Only about 25% of Hospital Readmissions are Preventable

MedicalResearch.com Interview with:

Dr. Andrew Auerbach MD Professor of Medicine in Residence Director of Research Division of Hospital Medicine UCSF

Dr. Andrew Auerbach

Dr. Andrew Auerbach MD
Professor of Medicine in Residence
Director of Research Division of Hospital Medicine
UCSF and

Jeffrey L. Schnipper, MD, MPH Associate Physician, Brigham and Women's Hospital Associate Professor of Medicine, Harvard Medical School Department of Medicine Brigham and Women's Hospital

Dr. Jeffrey Scnhipper

Jeffrey L. Schnipper, MD, MPH
Associate Physician, Brigham and Women’s Hospital
Associate Professor of Medicine, Harvard Medical School
Department of Medicine
Brigham and Women’s Hospital

 

 

MedicalResearch.com: What is the background for this study?

Response: The Affordable Care Act required the Department of Health and Human Services to establish a program to reduce what has been dubbed a “revolving door of re-hospitalizations.” Effective October 2012, 1 percent of every Medicare payment was deducted for a hospital that was determined to have excessive readmissions. This percentage has subsequently increased to up to 3 percent. Penalties apply to readmitted Medicare patients with some heart conditions, pneumonia, chronic lung disease, and hip and knee replacements.

Unfortunately, few data exist to guide us in determining how many readmissions are preventable, and in those cases how they might have been prevented.

MedicalResearch.com: What are the main findings?

Response: Our main findings were that 27 percent of readmissions were preventable, and that the most common contributors to readmission were being discharged too soon, poor coordination between inpatient and outpatient care providers, particularly in the Emergency Departments and in arranging post acute care.

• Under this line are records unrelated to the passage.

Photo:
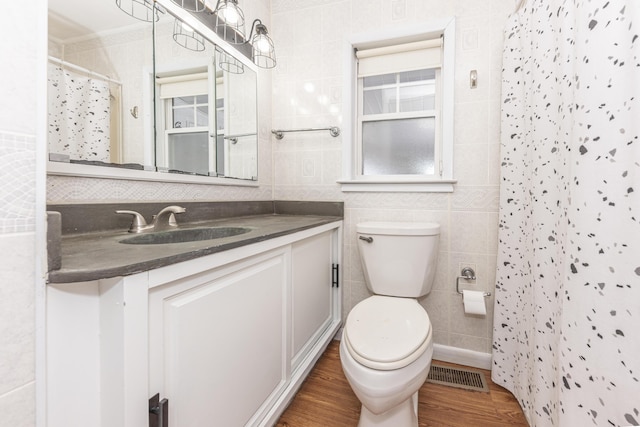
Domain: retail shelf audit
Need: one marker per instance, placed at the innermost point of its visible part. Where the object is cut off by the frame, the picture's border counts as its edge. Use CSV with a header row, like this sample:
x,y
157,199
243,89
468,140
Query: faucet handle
x,y
138,221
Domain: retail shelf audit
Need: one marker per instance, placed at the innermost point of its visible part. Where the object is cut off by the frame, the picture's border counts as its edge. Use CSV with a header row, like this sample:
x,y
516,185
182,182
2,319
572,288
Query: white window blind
x,y
184,85
398,58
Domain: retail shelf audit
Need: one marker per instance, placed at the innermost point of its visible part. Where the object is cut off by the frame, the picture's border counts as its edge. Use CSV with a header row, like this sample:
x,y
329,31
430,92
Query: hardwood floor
x,y
326,400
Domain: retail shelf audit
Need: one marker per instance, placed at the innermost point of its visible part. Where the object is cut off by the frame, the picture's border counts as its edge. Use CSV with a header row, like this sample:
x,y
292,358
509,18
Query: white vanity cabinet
x,y
226,338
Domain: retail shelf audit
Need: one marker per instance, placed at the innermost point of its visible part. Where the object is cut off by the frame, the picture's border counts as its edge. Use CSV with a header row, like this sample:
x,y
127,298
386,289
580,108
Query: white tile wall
x,y
469,215
18,222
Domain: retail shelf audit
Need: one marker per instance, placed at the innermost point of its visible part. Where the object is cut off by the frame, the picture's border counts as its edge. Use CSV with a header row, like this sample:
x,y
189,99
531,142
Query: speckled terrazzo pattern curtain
x,y
79,115
567,314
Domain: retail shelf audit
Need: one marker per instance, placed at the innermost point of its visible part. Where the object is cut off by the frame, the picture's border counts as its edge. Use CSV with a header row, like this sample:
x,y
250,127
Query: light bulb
x,y
230,15
262,44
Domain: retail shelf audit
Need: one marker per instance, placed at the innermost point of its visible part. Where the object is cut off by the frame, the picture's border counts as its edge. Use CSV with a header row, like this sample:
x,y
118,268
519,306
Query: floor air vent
x,y
468,379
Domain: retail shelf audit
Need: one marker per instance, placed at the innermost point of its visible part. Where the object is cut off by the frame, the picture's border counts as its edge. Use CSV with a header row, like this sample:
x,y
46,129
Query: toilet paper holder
x,y
467,273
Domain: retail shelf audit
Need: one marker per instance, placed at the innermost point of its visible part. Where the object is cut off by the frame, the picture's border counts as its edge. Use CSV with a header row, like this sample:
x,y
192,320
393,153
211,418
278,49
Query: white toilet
x,y
387,341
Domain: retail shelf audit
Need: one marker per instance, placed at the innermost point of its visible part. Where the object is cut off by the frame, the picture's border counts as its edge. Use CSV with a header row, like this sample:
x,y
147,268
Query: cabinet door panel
x,y
311,282
224,347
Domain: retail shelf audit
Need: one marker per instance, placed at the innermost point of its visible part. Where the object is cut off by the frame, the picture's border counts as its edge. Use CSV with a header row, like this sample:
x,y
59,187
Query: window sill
x,y
398,186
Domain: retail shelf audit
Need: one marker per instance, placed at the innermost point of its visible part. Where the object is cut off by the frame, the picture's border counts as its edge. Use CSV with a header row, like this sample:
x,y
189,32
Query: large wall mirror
x,y
146,100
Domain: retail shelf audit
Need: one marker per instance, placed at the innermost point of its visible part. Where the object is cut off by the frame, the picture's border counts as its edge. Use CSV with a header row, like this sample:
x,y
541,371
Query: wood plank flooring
x,y
326,400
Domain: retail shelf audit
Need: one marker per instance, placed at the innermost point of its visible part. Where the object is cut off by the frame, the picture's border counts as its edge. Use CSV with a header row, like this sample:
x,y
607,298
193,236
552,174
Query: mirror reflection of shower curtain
x,y
79,115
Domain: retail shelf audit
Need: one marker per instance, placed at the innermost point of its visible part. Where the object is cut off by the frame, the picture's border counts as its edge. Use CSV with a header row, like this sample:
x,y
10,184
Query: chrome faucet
x,y
164,220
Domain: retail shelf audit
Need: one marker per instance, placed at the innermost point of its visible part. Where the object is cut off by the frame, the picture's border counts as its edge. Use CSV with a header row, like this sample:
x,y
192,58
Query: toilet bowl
x,y
386,381
387,340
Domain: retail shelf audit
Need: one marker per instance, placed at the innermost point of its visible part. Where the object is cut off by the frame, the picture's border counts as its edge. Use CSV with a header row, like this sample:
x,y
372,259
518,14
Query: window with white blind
x,y
187,145
403,115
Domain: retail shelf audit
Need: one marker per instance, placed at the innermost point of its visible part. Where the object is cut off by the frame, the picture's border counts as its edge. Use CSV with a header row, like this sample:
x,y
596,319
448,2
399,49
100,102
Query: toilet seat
x,y
387,333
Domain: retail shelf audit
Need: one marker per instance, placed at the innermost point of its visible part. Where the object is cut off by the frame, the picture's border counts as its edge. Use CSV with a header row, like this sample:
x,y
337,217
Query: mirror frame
x,y
92,171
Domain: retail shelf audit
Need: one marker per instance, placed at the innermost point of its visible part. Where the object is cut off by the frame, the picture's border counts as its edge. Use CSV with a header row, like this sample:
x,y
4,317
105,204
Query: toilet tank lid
x,y
399,228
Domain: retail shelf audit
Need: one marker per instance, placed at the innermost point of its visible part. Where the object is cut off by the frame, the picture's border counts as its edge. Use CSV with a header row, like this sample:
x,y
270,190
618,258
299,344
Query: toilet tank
x,y
398,259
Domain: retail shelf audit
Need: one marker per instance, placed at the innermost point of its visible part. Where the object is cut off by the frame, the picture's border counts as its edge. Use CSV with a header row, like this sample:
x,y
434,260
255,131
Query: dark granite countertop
x,y
100,255
84,240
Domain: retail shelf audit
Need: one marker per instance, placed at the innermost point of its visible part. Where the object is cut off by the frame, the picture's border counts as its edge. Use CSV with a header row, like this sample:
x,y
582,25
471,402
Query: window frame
x,y
434,113
166,111
353,180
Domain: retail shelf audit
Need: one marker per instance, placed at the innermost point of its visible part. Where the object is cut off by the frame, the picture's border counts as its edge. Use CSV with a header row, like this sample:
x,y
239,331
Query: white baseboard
x,y
461,356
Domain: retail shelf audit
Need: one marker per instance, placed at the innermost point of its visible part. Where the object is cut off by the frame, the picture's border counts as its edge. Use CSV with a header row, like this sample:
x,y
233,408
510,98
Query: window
x,y
403,117
187,145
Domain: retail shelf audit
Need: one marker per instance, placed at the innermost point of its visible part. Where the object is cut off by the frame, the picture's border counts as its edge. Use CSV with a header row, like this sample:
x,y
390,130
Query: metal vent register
x,y
468,379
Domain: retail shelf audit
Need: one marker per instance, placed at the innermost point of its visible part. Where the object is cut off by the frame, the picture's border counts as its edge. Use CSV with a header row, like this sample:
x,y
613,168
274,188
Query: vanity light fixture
x,y
191,5
140,9
263,52
229,21
229,63
187,37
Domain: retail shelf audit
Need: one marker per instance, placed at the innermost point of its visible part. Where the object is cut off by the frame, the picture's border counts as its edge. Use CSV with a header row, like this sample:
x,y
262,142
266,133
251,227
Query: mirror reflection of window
x,y
186,145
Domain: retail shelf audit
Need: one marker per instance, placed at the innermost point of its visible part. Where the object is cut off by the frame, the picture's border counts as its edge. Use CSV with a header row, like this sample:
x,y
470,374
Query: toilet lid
x,y
384,330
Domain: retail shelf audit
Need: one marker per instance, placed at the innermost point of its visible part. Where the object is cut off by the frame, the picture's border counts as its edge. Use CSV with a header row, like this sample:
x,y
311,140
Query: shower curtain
x,y
567,315
79,115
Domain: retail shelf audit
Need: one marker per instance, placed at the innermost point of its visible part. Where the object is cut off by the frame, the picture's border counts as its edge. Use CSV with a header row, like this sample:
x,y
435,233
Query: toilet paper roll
x,y
474,302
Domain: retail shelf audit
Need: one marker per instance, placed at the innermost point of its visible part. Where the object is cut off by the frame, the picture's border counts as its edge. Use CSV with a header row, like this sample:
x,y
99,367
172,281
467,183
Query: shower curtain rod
x,y
74,67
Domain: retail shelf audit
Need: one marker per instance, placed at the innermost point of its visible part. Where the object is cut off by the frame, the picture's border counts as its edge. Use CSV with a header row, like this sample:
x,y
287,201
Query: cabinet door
x,y
311,261
222,342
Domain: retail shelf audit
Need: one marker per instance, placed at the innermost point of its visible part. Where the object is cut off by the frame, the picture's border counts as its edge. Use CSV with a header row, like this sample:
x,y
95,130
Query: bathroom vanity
x,y
225,332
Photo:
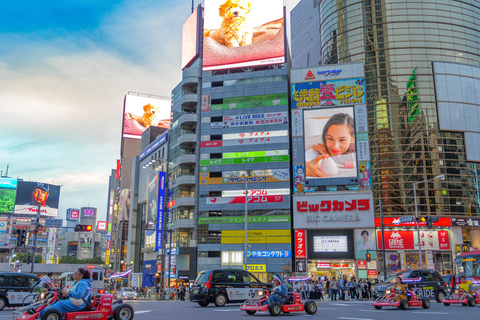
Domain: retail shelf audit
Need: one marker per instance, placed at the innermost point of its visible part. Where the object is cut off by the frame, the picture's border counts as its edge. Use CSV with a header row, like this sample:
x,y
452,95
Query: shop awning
x,y
120,274
299,278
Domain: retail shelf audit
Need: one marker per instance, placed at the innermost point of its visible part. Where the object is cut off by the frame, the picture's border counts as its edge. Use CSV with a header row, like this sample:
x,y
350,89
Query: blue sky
x,y
65,67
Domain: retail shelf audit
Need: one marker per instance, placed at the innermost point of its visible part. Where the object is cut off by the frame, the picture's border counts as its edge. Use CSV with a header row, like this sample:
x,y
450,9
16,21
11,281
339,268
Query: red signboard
x,y
207,144
396,240
362,264
300,244
442,222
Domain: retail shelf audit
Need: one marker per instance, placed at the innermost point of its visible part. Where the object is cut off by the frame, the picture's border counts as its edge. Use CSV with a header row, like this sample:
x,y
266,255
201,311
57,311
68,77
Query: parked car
x,y
221,286
15,287
428,283
127,293
450,280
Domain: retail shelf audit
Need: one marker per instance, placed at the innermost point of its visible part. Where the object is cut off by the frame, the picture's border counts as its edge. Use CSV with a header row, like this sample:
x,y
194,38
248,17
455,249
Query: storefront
x,y
333,232
401,245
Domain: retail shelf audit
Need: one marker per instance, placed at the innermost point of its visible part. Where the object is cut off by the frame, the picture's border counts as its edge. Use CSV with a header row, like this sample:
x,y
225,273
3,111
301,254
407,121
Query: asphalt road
x,y
348,310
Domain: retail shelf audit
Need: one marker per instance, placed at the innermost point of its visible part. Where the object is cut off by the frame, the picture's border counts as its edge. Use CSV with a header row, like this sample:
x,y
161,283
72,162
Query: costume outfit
x,y
80,290
280,294
401,292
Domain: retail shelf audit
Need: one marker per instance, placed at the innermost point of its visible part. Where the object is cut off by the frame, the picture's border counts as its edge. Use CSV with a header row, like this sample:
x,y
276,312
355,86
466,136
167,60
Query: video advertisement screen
x,y
243,33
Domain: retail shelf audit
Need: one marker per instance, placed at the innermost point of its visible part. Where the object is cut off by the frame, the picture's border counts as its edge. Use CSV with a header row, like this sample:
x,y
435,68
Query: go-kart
x,y
102,307
293,304
412,300
456,298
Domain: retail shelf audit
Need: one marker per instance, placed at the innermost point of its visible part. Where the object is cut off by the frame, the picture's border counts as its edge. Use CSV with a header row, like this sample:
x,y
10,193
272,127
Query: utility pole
x,y
37,222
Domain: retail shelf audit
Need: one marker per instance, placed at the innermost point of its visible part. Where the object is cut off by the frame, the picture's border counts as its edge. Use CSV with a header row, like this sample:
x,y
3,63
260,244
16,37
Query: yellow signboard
x,y
256,236
256,267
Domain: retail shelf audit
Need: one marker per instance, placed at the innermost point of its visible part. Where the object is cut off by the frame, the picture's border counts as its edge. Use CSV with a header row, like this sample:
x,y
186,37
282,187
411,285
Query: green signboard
x,y
241,219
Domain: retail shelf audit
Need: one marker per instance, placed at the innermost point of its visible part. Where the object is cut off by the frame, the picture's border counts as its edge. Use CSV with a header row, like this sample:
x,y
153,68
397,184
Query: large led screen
x,y
330,143
190,38
30,194
8,188
241,33
140,113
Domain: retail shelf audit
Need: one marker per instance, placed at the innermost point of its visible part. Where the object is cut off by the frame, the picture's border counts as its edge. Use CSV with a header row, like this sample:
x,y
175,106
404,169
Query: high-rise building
x,y
422,64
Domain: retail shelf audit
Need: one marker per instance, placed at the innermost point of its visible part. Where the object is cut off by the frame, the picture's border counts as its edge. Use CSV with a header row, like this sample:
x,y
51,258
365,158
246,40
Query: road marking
x,y
143,311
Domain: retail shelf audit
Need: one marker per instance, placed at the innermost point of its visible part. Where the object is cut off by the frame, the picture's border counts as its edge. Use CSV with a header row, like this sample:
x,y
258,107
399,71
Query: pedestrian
x,y
327,286
333,289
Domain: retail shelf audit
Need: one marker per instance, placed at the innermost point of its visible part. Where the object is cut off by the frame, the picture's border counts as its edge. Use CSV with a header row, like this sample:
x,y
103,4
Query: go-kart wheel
x,y
310,307
52,314
220,300
123,312
275,309
471,302
404,304
426,303
440,296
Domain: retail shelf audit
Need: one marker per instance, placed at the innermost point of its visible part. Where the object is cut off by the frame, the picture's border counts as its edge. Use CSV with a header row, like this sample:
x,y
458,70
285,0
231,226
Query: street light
x,y
440,176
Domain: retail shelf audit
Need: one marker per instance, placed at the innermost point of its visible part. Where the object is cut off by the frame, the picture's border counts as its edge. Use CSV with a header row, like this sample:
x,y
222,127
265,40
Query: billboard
x,y
8,187
242,33
124,205
30,193
191,37
86,239
161,209
142,112
329,140
101,225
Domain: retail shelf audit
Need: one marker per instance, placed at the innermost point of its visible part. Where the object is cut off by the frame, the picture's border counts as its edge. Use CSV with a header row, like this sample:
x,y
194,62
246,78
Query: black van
x,y
14,287
428,283
221,286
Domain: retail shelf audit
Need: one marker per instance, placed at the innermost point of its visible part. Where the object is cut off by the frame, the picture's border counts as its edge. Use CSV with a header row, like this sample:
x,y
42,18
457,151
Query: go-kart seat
x,y
289,298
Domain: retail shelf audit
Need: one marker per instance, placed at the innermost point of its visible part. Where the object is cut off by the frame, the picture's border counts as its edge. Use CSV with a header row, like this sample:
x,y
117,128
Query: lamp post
x,y
440,176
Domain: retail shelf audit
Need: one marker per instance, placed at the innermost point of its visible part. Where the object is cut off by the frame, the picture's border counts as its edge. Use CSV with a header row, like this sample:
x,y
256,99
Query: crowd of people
x,y
336,288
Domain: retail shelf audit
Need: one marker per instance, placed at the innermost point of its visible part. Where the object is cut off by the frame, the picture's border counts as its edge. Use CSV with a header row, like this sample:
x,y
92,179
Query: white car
x,y
127,293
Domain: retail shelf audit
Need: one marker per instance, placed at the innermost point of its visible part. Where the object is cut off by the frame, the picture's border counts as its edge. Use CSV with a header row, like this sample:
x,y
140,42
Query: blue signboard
x,y
161,209
269,254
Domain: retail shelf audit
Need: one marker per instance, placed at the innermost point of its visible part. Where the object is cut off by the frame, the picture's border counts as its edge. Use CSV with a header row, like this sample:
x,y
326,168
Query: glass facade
x,y
398,41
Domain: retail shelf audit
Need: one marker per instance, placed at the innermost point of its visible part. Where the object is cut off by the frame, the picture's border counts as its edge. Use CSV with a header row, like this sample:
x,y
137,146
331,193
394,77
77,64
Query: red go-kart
x,y
293,304
456,298
102,308
404,304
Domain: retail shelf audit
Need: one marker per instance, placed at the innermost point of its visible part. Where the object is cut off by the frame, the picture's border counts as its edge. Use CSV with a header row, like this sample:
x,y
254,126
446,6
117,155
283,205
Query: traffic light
x,y
21,235
83,228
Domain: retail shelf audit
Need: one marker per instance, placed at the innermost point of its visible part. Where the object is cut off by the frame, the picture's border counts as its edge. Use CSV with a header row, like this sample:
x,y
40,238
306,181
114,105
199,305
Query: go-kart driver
x,y
400,290
279,291
78,294
466,287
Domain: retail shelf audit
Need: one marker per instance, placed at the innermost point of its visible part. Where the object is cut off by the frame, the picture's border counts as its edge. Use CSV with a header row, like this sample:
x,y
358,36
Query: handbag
x,y
76,301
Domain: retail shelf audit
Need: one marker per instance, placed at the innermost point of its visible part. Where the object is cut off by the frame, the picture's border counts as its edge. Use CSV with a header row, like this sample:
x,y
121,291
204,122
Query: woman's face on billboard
x,y
338,139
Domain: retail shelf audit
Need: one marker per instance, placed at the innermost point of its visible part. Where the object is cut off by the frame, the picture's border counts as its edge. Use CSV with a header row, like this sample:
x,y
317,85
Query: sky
x,y
65,67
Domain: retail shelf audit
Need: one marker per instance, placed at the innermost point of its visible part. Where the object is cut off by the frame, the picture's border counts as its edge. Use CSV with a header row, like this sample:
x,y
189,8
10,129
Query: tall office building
x,y
422,62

MedicalResearch.com: What should clinicians and patients take away from your report?

Response: Improving communication and confirmation of care plans between patients, acute care, and longitudinal care providers is a key aspect to reducing readmissions. These efforts should focus on understanding whether a patient is truly able to care for himself after discharge, whether the care offered is consistent with his wishes, and on developing systems which can keep patients out of the hospital yet able to access certain aspects of hospital care (such as a blood transfusion, or IV fluids).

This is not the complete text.